The question in the case turned on whether the landlord could use the power of termination as a way of coaxing the tenant into accepting a higher rental. On the one hand, one could argue that an agreement is simply that – an agreement. The agreement provided that the lease would renew automatically unless either party terminated the agreement by written notice. There was accordingly no dispute that the landlord was entitled to exercise its power to terminate the agreement in writing, and indeed the landlord thought its actions justified in simply complying with the agreement.

On the other hand, however, the termination was in effect used as a stick to coax the tenant into paying a higher rental. This, the court found, did not show due regard to the provisions of the Rental Housing Act, specifically because the Act prohibits the termination of a lease by a landlord on the ground of an unfair practice. Such practice includes oppressive or unreasonable conduct exercised by the landlord towards the tenant, or conduct which unreasonably interferes with or limits the rights of the tenant. In addition, each party has an obligation of good faith towards each another.

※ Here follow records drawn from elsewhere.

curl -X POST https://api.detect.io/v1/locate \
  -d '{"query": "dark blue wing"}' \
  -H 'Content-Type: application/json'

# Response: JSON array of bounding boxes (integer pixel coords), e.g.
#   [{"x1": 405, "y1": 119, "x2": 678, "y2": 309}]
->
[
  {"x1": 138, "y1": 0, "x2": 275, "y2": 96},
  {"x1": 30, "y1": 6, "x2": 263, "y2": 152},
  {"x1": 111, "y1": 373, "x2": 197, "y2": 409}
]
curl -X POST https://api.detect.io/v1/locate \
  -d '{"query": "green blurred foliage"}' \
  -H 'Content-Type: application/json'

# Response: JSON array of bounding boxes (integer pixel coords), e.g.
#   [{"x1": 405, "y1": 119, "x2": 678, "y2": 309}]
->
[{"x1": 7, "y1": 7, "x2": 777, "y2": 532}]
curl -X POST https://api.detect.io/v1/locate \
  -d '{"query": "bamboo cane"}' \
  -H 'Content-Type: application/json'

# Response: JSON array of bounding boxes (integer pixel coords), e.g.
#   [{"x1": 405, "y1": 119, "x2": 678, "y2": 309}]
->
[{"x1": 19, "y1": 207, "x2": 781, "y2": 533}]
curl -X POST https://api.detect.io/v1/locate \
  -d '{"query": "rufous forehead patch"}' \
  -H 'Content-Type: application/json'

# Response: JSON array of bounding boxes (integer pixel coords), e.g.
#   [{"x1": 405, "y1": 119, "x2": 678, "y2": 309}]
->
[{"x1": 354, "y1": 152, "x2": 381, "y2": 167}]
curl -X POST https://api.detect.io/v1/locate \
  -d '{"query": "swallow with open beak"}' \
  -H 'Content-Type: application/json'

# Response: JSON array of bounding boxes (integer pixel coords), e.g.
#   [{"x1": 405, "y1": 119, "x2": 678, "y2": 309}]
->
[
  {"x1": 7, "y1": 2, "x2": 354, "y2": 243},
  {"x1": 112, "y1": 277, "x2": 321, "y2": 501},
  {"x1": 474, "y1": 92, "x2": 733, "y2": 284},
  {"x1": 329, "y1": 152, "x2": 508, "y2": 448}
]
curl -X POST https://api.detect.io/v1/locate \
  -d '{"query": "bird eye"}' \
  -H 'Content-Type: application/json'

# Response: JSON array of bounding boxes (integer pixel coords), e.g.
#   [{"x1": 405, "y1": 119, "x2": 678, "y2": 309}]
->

Whether the practice was unfair or not lay within the power of the Rental Housing Tribunal, established in terms of the Act to enact a “complex, nuanced and potentially powerful system for managing disputes between landlords and tenants.” Such a system would provide a balanced determination of the dispute, taking into account both the actual lived circumstances of the tenant, as well as the prevailing market forces facing the landlord which may have necessitated a rental increase.

Despite the tenant referring the dispute to the Tribunal, the landlord sought eviction proceedings against the tenants. The court found that this did not demonstrate an appreciation for the provisions of the Rental Housing Act, and in light of the extensive powers afforded to the Tribunal in resolving a dispute of this nature, refrained from making a ruling on the fairness of the landlord’s termination. Instead, the dispute was essentially referred back to the Tribunal for determination.

The lesson of this case is a valuable one for landlords and tenants alike. Bodies, such as the Rental Housing Tribunal, are often set up to deal with matters of this sought, but perhaps due to a lack of communication are not well-known to members of the public, and certainly not well-known to the everyday person on the street who, firstly, may not have a written contract, secondly, may not be aware of his/her rights in terms of the Act or the Constitution, and thirdly, may not have the resources to approach a legal practitioner able to advise accordingly.

This is disappointing, as the Tribunal is empowered by statute to effect a mediatory and fairly cost-effective role for lease disputes, and to make a determination that would be just and equitable to both landlord and tenant. This doesn’t mean that the relationship between landlord and tenant may be any easier – but it does mean that the resolution of any dispute could be solved that much quicker than engaging upon a protracted legal route.